The dedication to LeRoi Jones’ 1960’s collection of essays entitled Black Music reads as follows:
To John Coltrane:
“the heaviest Spirit.”
For many black artists and intellectuals, tenor saxophonist John Coltrane was “the great artistic liberator.” His music was “the age of bright (mystical) understanding” and had the potential to move black people “beyond the pettiness and stupidity of our beautiful enemies.” For critics like John Tynan and Ira Gilter, Trane’s work was “musical nonsense currently being peddled in the name of jazz” and his “yawps, squawks, and countless repetitive runs,” were best “confined to the woodshed.” For Trane himself, music was “an instrument” that could “create the initial thought patterns that can change the thinking of people.”
My Brother and Trane: Jazz and Love is an installation inspired by and dedicated to the heaviest spirit in my life, my brother Christopher Campanella, and is an exploration of the formal, theoretical, and spiritual connections I feel exist between Coltrane and Christopher.
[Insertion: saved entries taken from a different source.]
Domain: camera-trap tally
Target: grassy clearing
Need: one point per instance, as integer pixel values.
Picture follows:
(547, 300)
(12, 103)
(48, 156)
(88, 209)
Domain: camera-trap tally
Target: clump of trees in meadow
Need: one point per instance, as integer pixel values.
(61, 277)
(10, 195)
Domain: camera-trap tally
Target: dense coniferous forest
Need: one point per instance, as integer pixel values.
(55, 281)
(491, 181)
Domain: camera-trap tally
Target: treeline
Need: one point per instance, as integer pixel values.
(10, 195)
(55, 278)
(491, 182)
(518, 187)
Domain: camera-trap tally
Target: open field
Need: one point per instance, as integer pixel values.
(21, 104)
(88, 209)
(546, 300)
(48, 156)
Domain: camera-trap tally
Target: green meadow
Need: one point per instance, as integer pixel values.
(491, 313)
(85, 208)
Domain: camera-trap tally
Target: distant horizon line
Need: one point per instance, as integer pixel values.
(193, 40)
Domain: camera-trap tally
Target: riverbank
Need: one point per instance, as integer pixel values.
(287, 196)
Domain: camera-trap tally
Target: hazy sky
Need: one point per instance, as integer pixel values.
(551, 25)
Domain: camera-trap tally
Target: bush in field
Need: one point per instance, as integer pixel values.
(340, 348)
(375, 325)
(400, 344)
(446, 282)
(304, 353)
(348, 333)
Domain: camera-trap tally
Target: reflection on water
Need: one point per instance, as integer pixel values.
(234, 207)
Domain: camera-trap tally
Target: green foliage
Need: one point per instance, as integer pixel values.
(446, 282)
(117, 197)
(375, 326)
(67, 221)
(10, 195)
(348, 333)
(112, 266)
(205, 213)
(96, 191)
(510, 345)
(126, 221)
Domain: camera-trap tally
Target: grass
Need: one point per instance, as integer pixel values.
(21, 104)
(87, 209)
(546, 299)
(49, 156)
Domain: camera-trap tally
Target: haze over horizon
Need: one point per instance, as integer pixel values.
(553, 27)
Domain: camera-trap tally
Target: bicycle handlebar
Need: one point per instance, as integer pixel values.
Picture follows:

Although it was easy for outsiders to look at Chris and see a person whose life was defined solely by the pain and limitations associated with his disabilities, his life also defined by his agency, laughter, joy, and love, which like Coltrane’s love, moved those who were able to “sit and hold on” and “hear the music.” Christopher passed away in July of 2007 of complications related to seizure disorder and neuro-axonal dystrophy.